Restricted subsidiaries’ cash flows and assets can be used to service the debt of the parent holding company. This benefits creditors of holding companies because their debt is pari passu with the debt of restricted subsidiaries, rather than be structurally subordinated. Restricted subsidiaries are typically the holding company’s larger subsidiaries that have significant assets.
1. Could someone explain the differences between restricted and unrestricted subsidiaries?
2. Based on the text above, does it mean that a parent company isn’t allowed to use CF and assets from an unrestricted subsidiaries to service the debt?
3. “Restricted subsidiaries are typically the holding company’s larger subsidiaries that have significant assets.” does this means smaller subsidiaries are usually unrestricted? If so, what is the benefit of being ‘unrestricted’ ?
1. The main difference between restricted and unrestricted subsidiaries is that in a restricted subsidiary the subsidiary debt is structurally subordinate to the parent’s debt. Or in plain English when a subsidiary is restricted the parent’s debt ranks above the subsidiary’s debt.
2. I’m not totally sure about that because I recall reading somewhere that the parent can move subsidiaries from restricted and unrestricted category. It would depends on the bond’s indenture and how the relationship is stipulated between the parent and subsidiary. But from my understanding the parent can’t use cash flow from the unrestricted subsidiary if it will adversely affect the subsidiary’s bondholders.
3. The benefit of being unrestricted is that subsidiary’s debt is NOT structurally subordinate to the parents and may be able to command a higher credit rating and therefore the borrowing cost is lower.
I think all 3 points are best understood by looking at what restricted and unrestricted subsidiaries are.
Restricted and unrestricted subsidiaries are terms that are defined by a specific loan agreement or indenture, whereby restricted subsidiaries are subsidiaries identified by the agreement that need to comply with certain covenants, pledge collateral and so on. Unrestricted subsidiaries are ‘outside of the system’ and have nothing to do with the loan agreement.
So when you refer to ‘service the debt’ here, you’re actually talking about a very specific loan, not just any debt.
Hence to your point 2, it’s not that the parent company isn’t allowed to use CF and assets from unrestricted subsidiaries to service the (specific) debt. They probably can achieve that by using intercompany loans and other agreements. It’s more the point that the restricted subsidiaries are required to service the debt by agreement.
Point 3 – when drafting terms of the agreement, usually the subsidiaries you’d want to list as restricted are the large significant ones (as they have a better chance of guaranteeing the debt properly).
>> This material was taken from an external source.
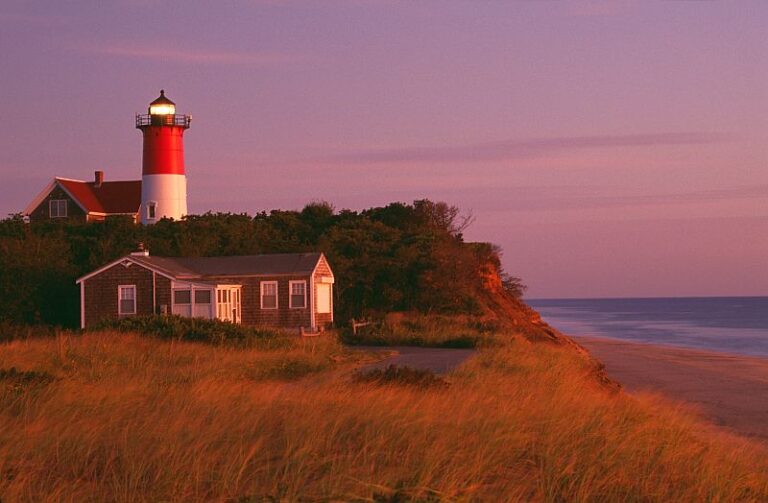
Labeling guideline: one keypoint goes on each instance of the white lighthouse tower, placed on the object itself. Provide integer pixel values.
(163, 181)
Again, it’s down to the specific agreements and there isn’t a strict rule on what ‘should’ be restricted or not. To that end, I suppose the benefit of being unrestricted is as @diya says – better credit rating and generally need not adhere to the covenants as stipulated by the loan agreement.
@diya – your first statement sounds contradictory to @vincentt’s. The other way around?
My thinking is:
1. The difference between restricted vs. unrestricted subsidiaries is that restricted ones are tied to the debt covenants of the parent issuer, whereas unrestricted one is not. So the debt at parent (issuer) level is pari passu to the restricted subsidiary. This is done to reduce credit risk for bond holders (and thus borrowing cost for issuer) as there are more assets that are governed by the debt covenants, and if all fails, bondholders have access to assets of the restricted subsidiary. This is normally done when the parent company is a holding company and has various subsidiaries, but the debt is to be issued at “parent/Hold Co level” – so bond investors want to ‘ringfence’ more assets as this Hold Co is just an empty holding company.
2. Not necessarily, parent company can use cash from unrestricted subsidiaries through other arrangements such as inter-company loans etc. But debt covenants only covers HoldCo and its restricted subsidiaries.
3.Not necessarily, restricted subsidiaries can be of any choice structured during the debt issuance, but usually it’s worth a lot (or going to be) in terms of asset, to reduce credit risk of the issuer. If a subsidiary is unrestricted, it is not bound by the rules under the debt covenants, which for example may impose certain interest coverage ratio, or have a maximum borrowing % in the capital structure etc – all limitations/restrictions done to protect the interest of the bondholders.